A 3.5-liter V6 puts out 302 HP. That is hardly exhilarating but is also just adequate enough to be without flaws. The interior is equally solid, but too conservative. Once again, the infotainment system does its job, but that touchpad detracts from the technology and the overall infotainment system. Thankfully the ES comes equipped with Apple CarPlay and Android Auto to redeem itself a little.
My tester had a MSRP of $44,635 and a final, as-tested price of $53,950. As a startup, or beginner’s entre to Lexus, it does its job, but oomph and excitement would serve the brand well.
2020 Lexus UX 250h
The Lexus naming convention, especially on their SUV line, is confusing. I prefer names over alpha-numeric naming systems. Lexus SUVs are especially hard to determine which one is which. Furthermore, each one is solid and conservative and many have a hybrid variant — just like the UX that I drove.
To truly appreciate this crossover, you have to look past the output numbers of this hybrid engine. The 2.0-liter four-cylinder engine also has two electric motors to assist it. However, the total output is still only 181 HP which feels poky. Likewise, the overall performance is stale and uninspiring.
But with a rating of 41 mpg/city and 38 mpg/highway, suddenly the point and purpose of this crossover becomes crystal clear. If you want a quiet, smooth crossover with good touchpoints and luxury features, that also gets tremendous fuel economy then the UX 250h is the right vehicle.
My tester had an MSRP of $39,550 and final price of $43,625, making it a value buy and one that will save money on gas, too.
2020 Lexus RX450h
Yet another hybrid offering from a Lexus SUV. Much of the new features for this hybrid SUV are on the inside. Hallelujah and a hat tip to Lexus for doing something about the confounding touchpad. That is still present in this SUV, but they also implemented a touchscreen interface which allows you to bypass many of the annoying features of that touchpad.

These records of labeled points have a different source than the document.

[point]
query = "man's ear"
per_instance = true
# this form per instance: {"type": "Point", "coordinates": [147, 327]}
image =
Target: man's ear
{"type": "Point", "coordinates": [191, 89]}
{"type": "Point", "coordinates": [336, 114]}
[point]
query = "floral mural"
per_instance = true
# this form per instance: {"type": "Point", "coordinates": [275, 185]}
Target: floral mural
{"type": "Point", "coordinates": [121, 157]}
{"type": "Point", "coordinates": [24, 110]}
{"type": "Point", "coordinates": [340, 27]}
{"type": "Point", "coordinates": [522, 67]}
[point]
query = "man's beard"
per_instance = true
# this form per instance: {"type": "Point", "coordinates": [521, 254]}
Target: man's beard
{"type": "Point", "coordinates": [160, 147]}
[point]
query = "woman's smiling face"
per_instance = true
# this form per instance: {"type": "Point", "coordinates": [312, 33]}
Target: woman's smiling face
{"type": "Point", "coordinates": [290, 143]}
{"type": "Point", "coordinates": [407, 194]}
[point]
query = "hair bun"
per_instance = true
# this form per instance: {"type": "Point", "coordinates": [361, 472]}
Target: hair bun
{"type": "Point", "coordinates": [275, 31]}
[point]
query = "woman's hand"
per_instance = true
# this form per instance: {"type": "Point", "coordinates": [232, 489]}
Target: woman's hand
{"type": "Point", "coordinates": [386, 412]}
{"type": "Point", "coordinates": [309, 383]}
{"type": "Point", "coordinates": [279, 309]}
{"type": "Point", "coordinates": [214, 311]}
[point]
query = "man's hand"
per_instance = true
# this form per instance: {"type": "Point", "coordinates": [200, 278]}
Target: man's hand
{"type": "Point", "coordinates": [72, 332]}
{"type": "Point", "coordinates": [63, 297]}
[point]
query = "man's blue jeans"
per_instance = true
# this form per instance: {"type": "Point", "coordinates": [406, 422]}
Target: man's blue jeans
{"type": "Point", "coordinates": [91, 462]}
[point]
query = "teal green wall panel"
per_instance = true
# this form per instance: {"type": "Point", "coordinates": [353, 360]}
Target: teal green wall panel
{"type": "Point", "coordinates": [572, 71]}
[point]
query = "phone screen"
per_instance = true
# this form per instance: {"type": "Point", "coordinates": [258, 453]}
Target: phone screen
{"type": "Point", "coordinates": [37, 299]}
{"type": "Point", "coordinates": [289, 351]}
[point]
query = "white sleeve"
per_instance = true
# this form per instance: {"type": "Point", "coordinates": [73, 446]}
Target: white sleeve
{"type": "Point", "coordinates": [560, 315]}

For now, we will chalk this up as a win.
They also added a WIFI hot spot, Apple CarPlay and Android Auto to this SUV. This hybrid is smooth as silk. The power is just enough. It won’t be aggressive, but it also isn’t a sloth off the line either.
The 3.5-liter V6 engine has three electric motor assists for a total output of 308 HP. For a vehicle that size, that just gets to the good-enough plateau. But the 31 mpg/city and 28 mpg/highway EPA rating redeems that a little for an SUV this size.
My tester had an MSRP of $46,750 and a final price tag of $59,440, making this another affordable, albeit conservative, fuel-sipping hybrid SUV from Lexus.
So that’s it for the 2020 model year from me. I have some really exciting 2021 models already lined up and there are some really exciting new vehicles coming to us for 2022 as well.
Jimmy Dinsmore is a freelance automotive journalist.